One of the three options is to partner up with a U.S. air carrier in a code-share arrangement that meets the statutory and practical requirements either stated or implied in §40118 and in other relevant law. One of, if not the most important condition such arrangements need to satisfy is Title 49 U.S.C. §41102(a)’s restriction of participation in the federal bids to U.S. citizens. However, fortunately for foreign air carrier, relevant interpretation of the term “U.S. Citizen” under the Fly America Act is much broader, encompassing code-share arrangements between U.S. and foreign air carriers. See, Fly America Act – Code Sharing Transportation by U.S. Carrier, B-240956, 1991 U.S. Comp. Gen LEXIS 1113 (Sept. 25, 1991).
As a result, a correctly engineered code-share structure can make a foreign air carrier an eligible participant in a federally sponsored bidding process so long as its proposal is submitted by and along with its U.S. partner. In light of a recent decision issued the General Services Administrator (“GSA”) following a dispute between United Airlines and JetBlue/Emirates, a code-share arrangement only needs to satisfy one condition to qualify under the act: “The U.S. carrier should receive a substantial portion of the revenue.” See, In the Matter of: United Airlines, Inc., 2015 U.S. Comp. Gen. LEXIS 389; 2015 Comp. Gen Proc. Dec. P376, 14-15. However, despite its simple appearance and wording, tailoring the arrangement to meet all of these criteria remains to be a complex endeavor that must be undertaken by advice from competent legal counsel.
Joint Venture Partnership:
The second option is to form a joint venture structure with a U.S. based regional air carrier. Forming a joint venture with a U.S. based airline will serve two very important goals: (1) In the short run, a foreign air carrier can financially benefit from receiving federal awards, and (2) it can also establish a foothold in the U.S. air transportation market that can yield further, stronger, and much more clandestine extension into the US market.
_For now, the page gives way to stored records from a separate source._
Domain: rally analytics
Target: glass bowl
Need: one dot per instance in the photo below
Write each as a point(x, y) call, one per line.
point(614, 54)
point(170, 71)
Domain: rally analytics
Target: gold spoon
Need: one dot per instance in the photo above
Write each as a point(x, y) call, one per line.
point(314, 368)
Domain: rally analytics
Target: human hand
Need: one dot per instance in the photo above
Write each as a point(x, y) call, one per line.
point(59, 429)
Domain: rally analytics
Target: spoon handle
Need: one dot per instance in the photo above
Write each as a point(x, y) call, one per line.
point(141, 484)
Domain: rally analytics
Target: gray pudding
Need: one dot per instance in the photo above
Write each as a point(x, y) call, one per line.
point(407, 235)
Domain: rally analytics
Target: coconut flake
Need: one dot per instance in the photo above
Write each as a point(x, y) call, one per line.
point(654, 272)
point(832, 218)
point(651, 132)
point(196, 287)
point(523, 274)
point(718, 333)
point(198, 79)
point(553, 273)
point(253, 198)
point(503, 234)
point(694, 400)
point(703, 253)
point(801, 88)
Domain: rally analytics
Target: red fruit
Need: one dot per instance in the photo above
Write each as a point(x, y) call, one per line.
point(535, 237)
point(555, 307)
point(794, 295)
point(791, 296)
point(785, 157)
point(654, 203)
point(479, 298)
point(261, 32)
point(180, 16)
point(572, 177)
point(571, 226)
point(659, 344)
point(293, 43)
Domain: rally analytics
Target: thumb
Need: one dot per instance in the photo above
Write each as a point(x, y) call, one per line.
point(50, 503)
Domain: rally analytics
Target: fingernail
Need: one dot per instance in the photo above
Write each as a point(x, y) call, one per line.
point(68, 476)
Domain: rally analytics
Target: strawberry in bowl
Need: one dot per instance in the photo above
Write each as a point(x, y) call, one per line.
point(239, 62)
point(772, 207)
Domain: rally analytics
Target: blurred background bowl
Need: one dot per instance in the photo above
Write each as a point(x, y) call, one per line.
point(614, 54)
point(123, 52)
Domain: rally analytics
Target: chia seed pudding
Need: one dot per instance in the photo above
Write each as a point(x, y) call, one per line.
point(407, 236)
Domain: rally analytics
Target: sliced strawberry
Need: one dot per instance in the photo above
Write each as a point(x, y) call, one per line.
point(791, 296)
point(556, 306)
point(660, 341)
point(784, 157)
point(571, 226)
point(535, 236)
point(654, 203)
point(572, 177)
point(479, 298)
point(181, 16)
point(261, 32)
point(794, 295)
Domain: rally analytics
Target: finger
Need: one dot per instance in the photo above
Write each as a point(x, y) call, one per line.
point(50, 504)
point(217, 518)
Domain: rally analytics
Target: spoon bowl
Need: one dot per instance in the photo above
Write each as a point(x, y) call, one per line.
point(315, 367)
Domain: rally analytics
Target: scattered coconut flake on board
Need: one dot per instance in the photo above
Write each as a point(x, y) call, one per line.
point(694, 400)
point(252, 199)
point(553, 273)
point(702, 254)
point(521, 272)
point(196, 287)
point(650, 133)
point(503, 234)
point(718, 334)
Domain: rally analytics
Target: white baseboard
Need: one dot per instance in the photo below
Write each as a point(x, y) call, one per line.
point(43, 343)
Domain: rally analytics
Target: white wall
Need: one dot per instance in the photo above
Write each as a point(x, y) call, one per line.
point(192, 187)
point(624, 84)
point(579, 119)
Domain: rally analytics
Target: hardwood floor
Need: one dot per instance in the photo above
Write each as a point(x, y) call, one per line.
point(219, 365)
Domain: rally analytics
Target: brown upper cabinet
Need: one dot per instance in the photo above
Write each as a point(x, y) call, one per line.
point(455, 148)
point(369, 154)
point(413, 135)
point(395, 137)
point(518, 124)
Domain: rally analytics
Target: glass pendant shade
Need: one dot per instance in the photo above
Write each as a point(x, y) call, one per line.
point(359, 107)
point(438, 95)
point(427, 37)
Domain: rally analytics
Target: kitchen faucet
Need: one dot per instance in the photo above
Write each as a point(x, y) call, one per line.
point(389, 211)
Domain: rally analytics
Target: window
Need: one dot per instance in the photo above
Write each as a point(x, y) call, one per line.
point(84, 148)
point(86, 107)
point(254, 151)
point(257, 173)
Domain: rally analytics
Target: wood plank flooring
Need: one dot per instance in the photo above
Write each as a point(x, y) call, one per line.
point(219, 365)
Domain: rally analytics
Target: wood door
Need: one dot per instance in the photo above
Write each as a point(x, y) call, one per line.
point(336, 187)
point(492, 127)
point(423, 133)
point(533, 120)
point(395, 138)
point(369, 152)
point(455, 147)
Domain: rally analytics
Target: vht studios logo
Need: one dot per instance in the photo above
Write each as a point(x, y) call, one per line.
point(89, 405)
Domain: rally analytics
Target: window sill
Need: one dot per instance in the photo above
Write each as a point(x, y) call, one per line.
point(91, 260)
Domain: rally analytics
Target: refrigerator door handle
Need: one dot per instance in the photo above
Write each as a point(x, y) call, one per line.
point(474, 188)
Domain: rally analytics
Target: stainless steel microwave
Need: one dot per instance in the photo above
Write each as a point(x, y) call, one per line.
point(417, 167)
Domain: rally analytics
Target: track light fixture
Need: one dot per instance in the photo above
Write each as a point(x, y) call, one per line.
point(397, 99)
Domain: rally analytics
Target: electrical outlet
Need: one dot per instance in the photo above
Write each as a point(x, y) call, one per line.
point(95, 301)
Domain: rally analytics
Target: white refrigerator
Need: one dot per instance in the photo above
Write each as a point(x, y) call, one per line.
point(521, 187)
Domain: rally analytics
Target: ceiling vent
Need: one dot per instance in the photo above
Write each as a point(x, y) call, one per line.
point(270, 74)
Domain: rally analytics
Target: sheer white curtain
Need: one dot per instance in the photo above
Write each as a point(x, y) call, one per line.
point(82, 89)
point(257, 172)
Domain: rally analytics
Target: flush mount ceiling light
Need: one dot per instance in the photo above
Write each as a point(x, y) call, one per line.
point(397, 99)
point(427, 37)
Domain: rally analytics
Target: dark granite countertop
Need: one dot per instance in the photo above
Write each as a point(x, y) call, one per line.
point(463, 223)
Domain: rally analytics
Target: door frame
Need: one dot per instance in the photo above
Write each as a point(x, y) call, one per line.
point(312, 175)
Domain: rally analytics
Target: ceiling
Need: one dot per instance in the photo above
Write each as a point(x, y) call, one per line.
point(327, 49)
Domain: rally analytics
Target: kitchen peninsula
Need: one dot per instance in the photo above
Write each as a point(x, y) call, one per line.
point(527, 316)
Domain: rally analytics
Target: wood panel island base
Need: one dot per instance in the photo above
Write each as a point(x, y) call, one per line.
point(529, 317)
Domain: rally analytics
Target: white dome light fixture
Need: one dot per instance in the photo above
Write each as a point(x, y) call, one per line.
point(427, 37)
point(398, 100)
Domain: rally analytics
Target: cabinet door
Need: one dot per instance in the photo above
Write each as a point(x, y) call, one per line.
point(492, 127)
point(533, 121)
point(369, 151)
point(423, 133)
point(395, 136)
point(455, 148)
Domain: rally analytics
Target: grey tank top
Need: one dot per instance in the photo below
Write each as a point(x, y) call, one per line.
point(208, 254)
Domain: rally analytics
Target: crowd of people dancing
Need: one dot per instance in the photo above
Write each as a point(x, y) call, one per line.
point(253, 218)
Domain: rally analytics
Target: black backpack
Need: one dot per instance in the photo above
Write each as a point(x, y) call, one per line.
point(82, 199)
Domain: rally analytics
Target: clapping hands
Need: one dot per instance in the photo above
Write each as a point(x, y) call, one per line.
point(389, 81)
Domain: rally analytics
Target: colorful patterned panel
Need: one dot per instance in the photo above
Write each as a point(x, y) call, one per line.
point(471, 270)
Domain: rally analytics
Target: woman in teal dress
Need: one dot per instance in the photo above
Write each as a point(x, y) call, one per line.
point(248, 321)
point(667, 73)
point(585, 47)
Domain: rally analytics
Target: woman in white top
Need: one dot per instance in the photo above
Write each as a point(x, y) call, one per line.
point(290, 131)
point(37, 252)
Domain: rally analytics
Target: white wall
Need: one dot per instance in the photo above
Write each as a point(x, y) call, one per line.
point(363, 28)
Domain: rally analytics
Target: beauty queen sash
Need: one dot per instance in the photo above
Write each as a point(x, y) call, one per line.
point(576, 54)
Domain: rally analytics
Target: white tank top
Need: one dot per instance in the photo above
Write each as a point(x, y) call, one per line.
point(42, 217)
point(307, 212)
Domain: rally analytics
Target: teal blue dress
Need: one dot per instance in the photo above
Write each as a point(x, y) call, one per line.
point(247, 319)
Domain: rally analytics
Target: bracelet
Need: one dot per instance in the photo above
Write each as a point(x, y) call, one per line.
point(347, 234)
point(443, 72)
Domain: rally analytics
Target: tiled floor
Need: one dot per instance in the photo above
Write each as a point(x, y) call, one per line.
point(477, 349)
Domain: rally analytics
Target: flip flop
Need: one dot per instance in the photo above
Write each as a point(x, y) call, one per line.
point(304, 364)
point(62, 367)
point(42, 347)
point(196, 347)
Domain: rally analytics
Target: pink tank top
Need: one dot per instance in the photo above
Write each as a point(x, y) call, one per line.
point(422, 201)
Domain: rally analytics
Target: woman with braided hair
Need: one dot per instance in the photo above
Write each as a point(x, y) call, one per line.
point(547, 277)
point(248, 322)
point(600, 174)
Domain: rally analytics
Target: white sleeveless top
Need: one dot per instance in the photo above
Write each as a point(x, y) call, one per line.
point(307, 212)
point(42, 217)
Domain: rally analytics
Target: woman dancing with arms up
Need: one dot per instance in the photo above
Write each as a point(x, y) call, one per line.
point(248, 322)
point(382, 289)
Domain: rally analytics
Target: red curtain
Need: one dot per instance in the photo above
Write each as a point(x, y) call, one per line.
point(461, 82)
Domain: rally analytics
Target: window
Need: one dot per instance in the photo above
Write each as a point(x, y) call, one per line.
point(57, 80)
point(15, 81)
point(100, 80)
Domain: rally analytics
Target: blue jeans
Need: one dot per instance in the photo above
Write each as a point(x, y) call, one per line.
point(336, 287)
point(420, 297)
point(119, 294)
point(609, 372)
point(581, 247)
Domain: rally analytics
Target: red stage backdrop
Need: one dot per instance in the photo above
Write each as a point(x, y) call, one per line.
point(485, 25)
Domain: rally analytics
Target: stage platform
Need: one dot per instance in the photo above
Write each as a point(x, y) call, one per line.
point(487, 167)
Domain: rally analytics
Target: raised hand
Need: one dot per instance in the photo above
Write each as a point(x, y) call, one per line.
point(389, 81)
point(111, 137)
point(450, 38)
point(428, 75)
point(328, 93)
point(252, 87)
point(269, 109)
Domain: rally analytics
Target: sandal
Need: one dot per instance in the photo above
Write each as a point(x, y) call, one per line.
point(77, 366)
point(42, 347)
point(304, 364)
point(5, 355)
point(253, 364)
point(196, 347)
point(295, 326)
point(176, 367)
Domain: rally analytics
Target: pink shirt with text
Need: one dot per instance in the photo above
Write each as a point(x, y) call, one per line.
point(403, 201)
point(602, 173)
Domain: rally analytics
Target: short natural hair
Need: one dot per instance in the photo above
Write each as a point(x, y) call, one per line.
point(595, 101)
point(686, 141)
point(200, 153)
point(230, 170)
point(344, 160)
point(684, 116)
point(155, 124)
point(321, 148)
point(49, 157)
Because of the strict restrictions imposed by the Civil Aeronautics Act of 1938 (“C.A.A.”) over foreign ownership of U.S. airlines, such structures must be designed accordingly. Amongst these restrictions, relevant regulations require that U.S. nationals control seventy-five percent (75%) of the voting interests, the president is a U.S. citizen, and the majority of the board consists of U.S. citizens. Indeed, the correct interpretation of “U.S. citizen” is a complex analysis that needs to be conducted with extreme care and diligence.
Despite such restrictions, there are various ways to engineer a joint venture structure to comply with the act. These avenues should be further studied and investigated considering all case-specific facts and circumstances.
Open Skies Agreement:
The lesser of the three options is entering into a code-share arrangement with an air carrier from a treaty county, or, in the alternative, making strides towards either joining or negotiating an air transportation treaty with the United States Government. Despite having over ninety (90) Open Sky Agreements with various countries in the world, only the following four (4) agreements have been deemed qualified by the United States under this exception. These are agreements between the United States and the European Union, the United States and Switzerland, the United States and Japan, and the United States and Australia.
As such, pursuing this option appears to be the weaker of the three avenues discussed in this document.
Therefore, a foreign air carrier wishing to become a competitor in federally sponsored bids should engage an eligible U.S. air carrier (preferably a regional air carrier) for entering into a joint venture or a code-share arrangement. And in doing so, such air carrier must have competent counsel not only to scrutinize the details of this relationship for Fly America Act purposes.